To be fair though, they did actually catch the culprits (though I think more because of other crimes they had committed than through investigation of mine, and I do not know if they actually got convicted of anything), and I did get back the most valuable of the stolen items.
In the UK, I think that breaking and entering without theft would not be burglary, but some lesser crime like criminal damage and trespass. Burglary, by definition, assumes theft. If you break in and assault someone, then that would probably be aggravated trespass and possibly grievous or actual bodily harm.
Any idea why that was? I’m curious because my hometown’s police report used to include people charged with “nighttime burglary”. I always wondered why that would be different from burglary committed during the day.

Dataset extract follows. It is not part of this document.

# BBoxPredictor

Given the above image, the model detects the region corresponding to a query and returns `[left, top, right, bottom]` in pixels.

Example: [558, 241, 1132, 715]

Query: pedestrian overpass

This definition confused me so I had to look it up. Wikipedia says that trespass is an element of burglary, which makes far more sense to me. Entering a drug dealer’s home is not burglary, but the drug dealer is potentially guilty of burglary if he breaks into an abandoned building to deal drugs out of.
I was mugged while hitchhiking back in the early seventies. The guy was caught, he was charged with (I’m going by memory) 2 felony assaults,3 felony batterys, and 2 felony charges for robbery (I’m not sure about the word “robbery”, I think they used a different term).